We gathered at a port in Valencia the following day and boarded a catameran with my father’s urn. My aunt and uncle sang from the Armenian Badarak a funeral song. Olvido Lanza who you may remember played a gypsy song, stunningly. My mother kissed my father goodbye and with terrible reluctance, let him go into the Mediterranean Sea. Then everyone launched flower after flower. It was beautiful in its own way but an awful tragedy for my mother and I not to mention all the students he nurtured and developed over the last 37 years.
He was always so happy to hear from Parry about you from time to time. You certainly overcame challenges over the years and have succeeded as you more than well deserve. I belatedly congratulate you after so many years and thank you for your consideration and respect for my father. Let his sacred dedication to music continue through you. In this, you are kindred spirits for all eternity.
Take care.
Avedis
Dear Avedis
Thanks so much for your comment. I’m so glad to hear from you again, but deeply sad that it comes in such tragic circumstances. Your father was a great musician, and I learned so much from him- watching him teach, listening to him perform as a soloist and chamber musician, seeing him demonstrate and working with him one-on-one. It’s hard to overstate how much one could learn from just going to lunch with him.

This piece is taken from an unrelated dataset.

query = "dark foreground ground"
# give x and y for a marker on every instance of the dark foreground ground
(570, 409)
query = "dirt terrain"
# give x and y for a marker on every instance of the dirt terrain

Parry was just here for a week and we both had so many stories about Vartan- he was truly larger than life for all of us.
I hope you’re taking care of yourself and that you and mother are both managing to sustain yourselves in a painful time.
Be well, and hope to see you soon under happier circumstances
Ken
Dear Avedis,
I just learned about your father’s death. I am so shocked and saddened. I studied violin with him in Indianapolis (Butler University) years ago-late 70’s-and always held a very special place in my heart for him. He always spoke lovingly of you, and he was a major violin force to be reckoned with-such talent and love for music. I am thankful that I had the little contact that I did and that my memories are so strong.
My best to you and your mother-
Cheryl Trace
Dear Cheryl
Thank you so much for sharing your thoughts- I’ve forwarded your message on to Avedis directly. In the months since Vartan’s passing I’ve continued to run into so many of his students and colleagues, all of whom have been so saddened. I don’t think there can be many jobs in life that offer a greater opportunity to help people than being a studio teacher- it is such a close relationship and what the teacher imparts literally shapes the rest of the student’s life going forward. In a very real sense, someone like Vartan, who taught so long and at such a high level, is still very much with us and always will be.